NEWSWAY.CO.ID, PULANG PISAU – Dosen Fakultas Teknik Universitas Muhammadiyah Palangka Raya (UMPR) bekerja sama dengan PLN Nusantara Power melaksanakan penelitian pemanfaatan limbah bottom ash PLTU sebagai agregat halus pada campuran beton mutu sedang. Kegiatan ini merupakan bagian dari Program Pengabdian kepada Masyarakat yang dilaksanakan sejak September hingga November 2025, Jumat ( 19/12/2025).
Penelitian dilakukan di lingkungan PLTU Pulang Pisau Unit Pembangkitan (UP) 2 x 60 MegaWatt milik PT PLN Nusantara Power Pulang Pisau. Tim peneliti dari Fakultas Teknik UMPR mengkaji pemanfaatan bottom ash limbah hasil pembakaran batu bara sebagai substitusi sebagian pasir pada campuran beton.
Dosen Fakultas Teknik UMPR Dr Diharyo menjelaskan, penelitian ini bertujuan mencari solusi inovatif dan ramah lingkungan dalam pemanfaatan limbah industri energi. Menurutnya, bottom ash memiliki potensi besar untuk dimanfaatkan kembali, sekaligus mengurangi dampak lingkungan dari penumpukan limbah PLTU.
“Penelitian ini tidak hanya berorientasi akademik, tetapi juga aplikatif. Kami ingin memastikan bahwa limbah bottom ash dapat dimanfaatkan secara aman dan efektif untuk konstruksi, khususnya beton mutu sedang,” jelas Diharyo
Dalam pengujian laboratorium, tim melakukan variasi komposisi bottom ash sebagai agregat halus, mulai dari 0 persen hingga 50 persen pengganti pasir. Uji kuat tekan beton dilakukan pada umur 28 hari. Hasilnya menunjukkan bahwa komposisi paling optimal terdapat pada campuran 20 persen bottom ash dan 80 persen pasir.
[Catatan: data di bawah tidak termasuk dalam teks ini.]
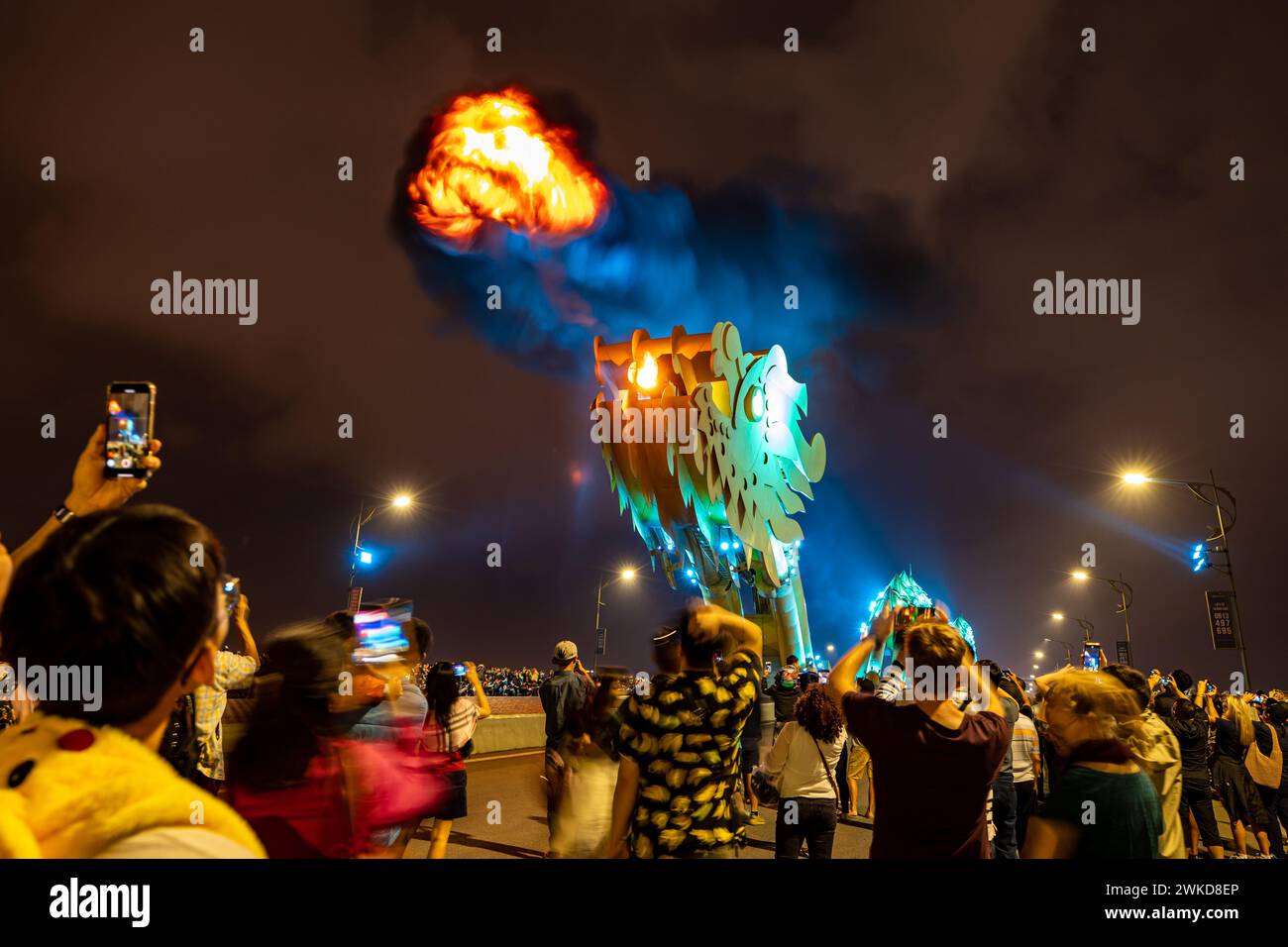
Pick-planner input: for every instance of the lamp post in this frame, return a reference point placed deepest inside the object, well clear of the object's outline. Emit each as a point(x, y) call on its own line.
point(1198, 488)
point(626, 575)
point(402, 501)
point(1125, 598)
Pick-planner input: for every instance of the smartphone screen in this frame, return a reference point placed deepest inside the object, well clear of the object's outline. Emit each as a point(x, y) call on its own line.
point(1091, 656)
point(129, 428)
point(380, 633)
point(232, 590)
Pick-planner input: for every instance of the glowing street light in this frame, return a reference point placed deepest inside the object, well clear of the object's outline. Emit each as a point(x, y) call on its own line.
point(1215, 499)
point(626, 574)
point(400, 501)
point(1125, 598)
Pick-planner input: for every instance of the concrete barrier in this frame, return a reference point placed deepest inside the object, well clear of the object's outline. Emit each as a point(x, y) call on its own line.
point(510, 732)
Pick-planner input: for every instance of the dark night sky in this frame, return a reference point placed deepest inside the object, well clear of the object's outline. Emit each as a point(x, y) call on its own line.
point(1108, 165)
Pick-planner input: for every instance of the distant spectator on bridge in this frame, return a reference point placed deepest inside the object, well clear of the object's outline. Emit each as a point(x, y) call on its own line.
point(563, 693)
point(679, 746)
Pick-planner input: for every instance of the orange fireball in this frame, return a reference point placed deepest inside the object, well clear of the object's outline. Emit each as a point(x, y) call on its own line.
point(493, 158)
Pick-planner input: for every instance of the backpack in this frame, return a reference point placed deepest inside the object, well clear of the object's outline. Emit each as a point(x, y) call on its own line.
point(1266, 771)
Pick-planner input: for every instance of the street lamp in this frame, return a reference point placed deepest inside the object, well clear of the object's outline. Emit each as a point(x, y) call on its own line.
point(1199, 489)
point(623, 575)
point(1125, 598)
point(400, 501)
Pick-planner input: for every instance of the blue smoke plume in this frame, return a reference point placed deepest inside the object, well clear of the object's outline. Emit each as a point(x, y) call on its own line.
point(660, 260)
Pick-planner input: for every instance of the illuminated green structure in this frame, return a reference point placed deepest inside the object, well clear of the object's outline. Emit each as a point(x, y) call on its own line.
point(903, 591)
point(706, 453)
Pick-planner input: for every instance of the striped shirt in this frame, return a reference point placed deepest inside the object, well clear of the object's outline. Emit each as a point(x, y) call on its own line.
point(232, 673)
point(1024, 748)
point(463, 718)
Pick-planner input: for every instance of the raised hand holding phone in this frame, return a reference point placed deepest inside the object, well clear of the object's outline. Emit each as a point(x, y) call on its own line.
point(91, 489)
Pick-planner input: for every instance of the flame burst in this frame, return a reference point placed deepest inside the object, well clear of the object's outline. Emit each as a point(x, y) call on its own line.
point(493, 158)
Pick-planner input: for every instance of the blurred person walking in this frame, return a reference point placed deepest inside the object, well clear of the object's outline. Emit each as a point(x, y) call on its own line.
point(235, 671)
point(1026, 768)
point(116, 595)
point(299, 779)
point(447, 741)
point(1093, 720)
point(803, 761)
point(935, 762)
point(1158, 753)
point(563, 693)
point(679, 746)
point(1234, 736)
point(859, 767)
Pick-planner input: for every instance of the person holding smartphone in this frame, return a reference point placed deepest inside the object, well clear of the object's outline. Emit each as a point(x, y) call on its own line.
point(563, 693)
point(235, 669)
point(447, 738)
point(91, 491)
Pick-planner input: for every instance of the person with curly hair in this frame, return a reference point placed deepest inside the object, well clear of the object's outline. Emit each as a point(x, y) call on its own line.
point(1104, 804)
point(804, 761)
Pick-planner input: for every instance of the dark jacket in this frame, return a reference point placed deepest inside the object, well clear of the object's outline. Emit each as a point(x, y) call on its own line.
point(562, 693)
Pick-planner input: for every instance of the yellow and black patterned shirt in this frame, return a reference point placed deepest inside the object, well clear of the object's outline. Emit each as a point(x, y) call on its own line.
point(684, 737)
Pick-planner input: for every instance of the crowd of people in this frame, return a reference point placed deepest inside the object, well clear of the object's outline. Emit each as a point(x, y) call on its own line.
point(116, 748)
point(509, 682)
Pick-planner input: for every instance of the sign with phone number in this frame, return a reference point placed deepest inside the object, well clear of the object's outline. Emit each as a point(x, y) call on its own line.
point(1222, 620)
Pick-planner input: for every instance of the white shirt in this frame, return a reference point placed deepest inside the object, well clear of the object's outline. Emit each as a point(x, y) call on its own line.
point(800, 762)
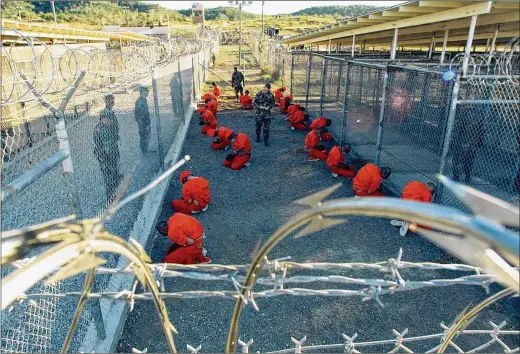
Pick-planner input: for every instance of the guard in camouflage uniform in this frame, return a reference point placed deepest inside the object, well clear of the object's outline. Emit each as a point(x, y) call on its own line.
point(106, 148)
point(237, 82)
point(142, 116)
point(263, 102)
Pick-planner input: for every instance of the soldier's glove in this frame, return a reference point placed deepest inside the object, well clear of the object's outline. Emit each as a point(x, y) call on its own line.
point(230, 157)
point(162, 228)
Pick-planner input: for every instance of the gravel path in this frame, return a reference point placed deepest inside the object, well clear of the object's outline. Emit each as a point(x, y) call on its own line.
point(247, 207)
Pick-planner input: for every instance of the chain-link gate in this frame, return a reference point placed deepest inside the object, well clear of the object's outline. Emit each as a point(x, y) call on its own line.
point(398, 115)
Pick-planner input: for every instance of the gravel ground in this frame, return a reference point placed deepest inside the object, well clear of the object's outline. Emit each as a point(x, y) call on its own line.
point(247, 207)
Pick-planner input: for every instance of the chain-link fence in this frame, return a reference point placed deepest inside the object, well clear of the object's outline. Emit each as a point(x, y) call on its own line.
point(67, 149)
point(408, 116)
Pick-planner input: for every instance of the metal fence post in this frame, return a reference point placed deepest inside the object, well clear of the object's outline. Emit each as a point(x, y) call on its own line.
point(449, 132)
point(381, 117)
point(180, 89)
point(292, 72)
point(157, 118)
point(283, 70)
point(193, 75)
point(339, 79)
point(345, 106)
point(322, 93)
point(308, 81)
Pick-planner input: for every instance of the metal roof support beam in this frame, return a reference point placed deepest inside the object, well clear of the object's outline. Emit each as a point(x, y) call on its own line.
point(469, 42)
point(444, 44)
point(432, 46)
point(393, 50)
point(425, 19)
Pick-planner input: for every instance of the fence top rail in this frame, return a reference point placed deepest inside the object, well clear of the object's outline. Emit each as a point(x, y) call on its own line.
point(408, 68)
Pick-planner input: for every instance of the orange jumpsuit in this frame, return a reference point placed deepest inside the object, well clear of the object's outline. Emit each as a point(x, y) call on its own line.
point(246, 102)
point(312, 140)
point(335, 163)
point(216, 91)
point(242, 152)
point(367, 181)
point(278, 94)
point(297, 120)
point(210, 120)
point(293, 108)
point(180, 227)
point(417, 191)
point(213, 107)
point(195, 196)
point(223, 135)
point(210, 96)
point(321, 122)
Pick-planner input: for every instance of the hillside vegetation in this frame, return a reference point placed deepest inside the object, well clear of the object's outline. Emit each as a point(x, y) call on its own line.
point(95, 14)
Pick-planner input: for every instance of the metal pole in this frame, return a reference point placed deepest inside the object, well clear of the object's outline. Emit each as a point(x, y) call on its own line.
point(158, 117)
point(381, 117)
point(393, 50)
point(432, 46)
point(54, 12)
point(283, 70)
point(309, 65)
point(339, 79)
point(181, 91)
point(469, 42)
point(345, 103)
point(263, 34)
point(240, 35)
point(193, 76)
point(493, 42)
point(444, 45)
point(353, 45)
point(322, 93)
point(449, 132)
point(292, 72)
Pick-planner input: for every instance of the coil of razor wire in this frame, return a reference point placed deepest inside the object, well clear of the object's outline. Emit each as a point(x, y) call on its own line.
point(52, 68)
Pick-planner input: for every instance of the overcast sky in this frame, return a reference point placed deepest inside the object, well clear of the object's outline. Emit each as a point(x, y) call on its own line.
point(272, 7)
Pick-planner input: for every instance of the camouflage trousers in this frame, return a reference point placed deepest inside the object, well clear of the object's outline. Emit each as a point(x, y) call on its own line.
point(263, 119)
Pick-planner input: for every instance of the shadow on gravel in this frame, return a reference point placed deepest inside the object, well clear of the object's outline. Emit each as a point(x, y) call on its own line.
point(248, 206)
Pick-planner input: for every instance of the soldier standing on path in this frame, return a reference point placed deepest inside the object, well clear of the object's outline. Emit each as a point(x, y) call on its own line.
point(142, 116)
point(263, 102)
point(106, 148)
point(237, 82)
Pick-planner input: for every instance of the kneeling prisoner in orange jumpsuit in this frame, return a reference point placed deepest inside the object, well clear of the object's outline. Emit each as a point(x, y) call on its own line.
point(312, 144)
point(246, 101)
point(187, 236)
point(285, 103)
point(222, 136)
point(195, 194)
point(321, 123)
point(367, 182)
point(207, 119)
point(298, 119)
point(241, 152)
point(336, 162)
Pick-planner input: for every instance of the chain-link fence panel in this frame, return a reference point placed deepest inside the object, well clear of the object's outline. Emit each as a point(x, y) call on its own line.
point(415, 117)
point(483, 151)
point(298, 77)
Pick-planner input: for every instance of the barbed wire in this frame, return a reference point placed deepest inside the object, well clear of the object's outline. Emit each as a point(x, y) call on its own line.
point(53, 68)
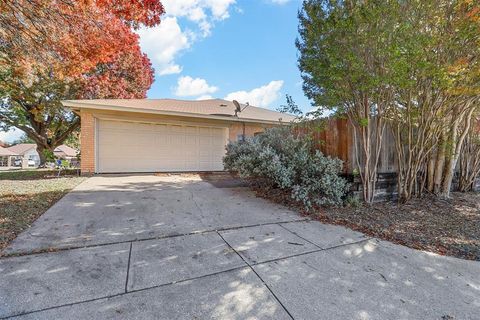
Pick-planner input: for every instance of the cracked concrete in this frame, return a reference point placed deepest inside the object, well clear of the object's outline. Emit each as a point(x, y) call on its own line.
point(180, 248)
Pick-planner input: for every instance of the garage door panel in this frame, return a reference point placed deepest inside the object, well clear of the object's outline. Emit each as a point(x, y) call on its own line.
point(143, 147)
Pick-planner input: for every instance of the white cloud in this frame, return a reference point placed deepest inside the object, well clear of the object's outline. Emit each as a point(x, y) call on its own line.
point(163, 43)
point(280, 2)
point(202, 12)
point(188, 86)
point(205, 97)
point(259, 97)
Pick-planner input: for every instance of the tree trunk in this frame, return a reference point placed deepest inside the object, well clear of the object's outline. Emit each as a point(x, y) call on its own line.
point(41, 153)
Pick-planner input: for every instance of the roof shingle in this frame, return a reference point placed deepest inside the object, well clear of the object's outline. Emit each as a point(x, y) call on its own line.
point(212, 107)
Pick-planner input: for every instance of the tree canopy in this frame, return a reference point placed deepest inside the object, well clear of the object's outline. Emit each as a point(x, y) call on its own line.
point(66, 49)
point(409, 66)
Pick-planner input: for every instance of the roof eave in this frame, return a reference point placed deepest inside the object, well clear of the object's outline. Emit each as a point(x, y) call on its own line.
point(79, 105)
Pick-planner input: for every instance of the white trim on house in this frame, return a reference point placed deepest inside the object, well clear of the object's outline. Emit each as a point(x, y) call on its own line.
point(82, 105)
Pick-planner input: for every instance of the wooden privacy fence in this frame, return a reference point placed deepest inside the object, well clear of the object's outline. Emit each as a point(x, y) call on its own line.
point(335, 137)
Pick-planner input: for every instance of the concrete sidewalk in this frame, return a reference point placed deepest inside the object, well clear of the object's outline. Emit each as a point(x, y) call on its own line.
point(217, 259)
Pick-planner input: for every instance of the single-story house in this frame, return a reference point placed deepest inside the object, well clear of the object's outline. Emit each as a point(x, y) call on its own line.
point(164, 135)
point(27, 155)
point(65, 152)
point(7, 158)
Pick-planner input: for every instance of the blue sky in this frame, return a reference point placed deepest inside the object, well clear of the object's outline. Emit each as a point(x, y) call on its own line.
point(234, 49)
point(248, 51)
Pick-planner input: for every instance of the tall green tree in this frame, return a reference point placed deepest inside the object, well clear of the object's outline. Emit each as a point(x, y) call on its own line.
point(344, 47)
point(412, 65)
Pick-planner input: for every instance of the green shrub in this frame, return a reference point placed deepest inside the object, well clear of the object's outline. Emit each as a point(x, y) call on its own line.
point(284, 160)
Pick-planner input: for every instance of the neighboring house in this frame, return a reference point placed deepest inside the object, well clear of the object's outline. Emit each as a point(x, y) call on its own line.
point(7, 158)
point(27, 155)
point(65, 152)
point(146, 135)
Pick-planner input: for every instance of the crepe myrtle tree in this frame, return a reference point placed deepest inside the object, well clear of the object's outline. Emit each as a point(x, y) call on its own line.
point(343, 48)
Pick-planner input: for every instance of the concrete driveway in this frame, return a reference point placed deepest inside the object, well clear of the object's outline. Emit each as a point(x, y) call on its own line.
point(173, 247)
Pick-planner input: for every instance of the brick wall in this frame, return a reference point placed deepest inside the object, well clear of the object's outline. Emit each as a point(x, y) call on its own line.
point(88, 143)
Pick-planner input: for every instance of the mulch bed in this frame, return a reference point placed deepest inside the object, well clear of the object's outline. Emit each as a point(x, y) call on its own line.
point(447, 227)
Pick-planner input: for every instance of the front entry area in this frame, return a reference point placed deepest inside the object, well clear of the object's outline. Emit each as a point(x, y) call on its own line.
point(151, 147)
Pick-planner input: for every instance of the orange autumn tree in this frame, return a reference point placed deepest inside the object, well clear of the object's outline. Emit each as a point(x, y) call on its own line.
point(69, 49)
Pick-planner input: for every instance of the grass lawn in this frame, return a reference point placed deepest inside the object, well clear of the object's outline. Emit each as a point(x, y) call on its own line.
point(25, 195)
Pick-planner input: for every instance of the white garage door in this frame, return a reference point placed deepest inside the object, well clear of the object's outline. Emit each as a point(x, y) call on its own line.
point(143, 147)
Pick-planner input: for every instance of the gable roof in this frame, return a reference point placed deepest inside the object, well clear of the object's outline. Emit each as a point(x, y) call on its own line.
point(212, 108)
point(21, 148)
point(68, 151)
point(6, 152)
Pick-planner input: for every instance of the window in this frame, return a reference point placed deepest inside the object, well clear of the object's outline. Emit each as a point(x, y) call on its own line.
point(240, 137)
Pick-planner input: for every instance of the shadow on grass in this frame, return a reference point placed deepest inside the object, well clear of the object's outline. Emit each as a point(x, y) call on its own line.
point(36, 174)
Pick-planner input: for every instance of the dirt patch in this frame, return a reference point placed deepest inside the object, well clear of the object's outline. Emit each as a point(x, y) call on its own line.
point(447, 227)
Pada komposisi tersebut, kuat tekan beton mencapai sekitar 21,55 MPa, lebih tinggi dibandingkan beton rencana tanpa bottom ash. Secara keseluruhan, penggunaan bottom ash 20 persen mampu meningkatkan kuat tekan beton hingga sekitar 17 persen, sehingga layak digunakan untuk campuran beton mutu sedang.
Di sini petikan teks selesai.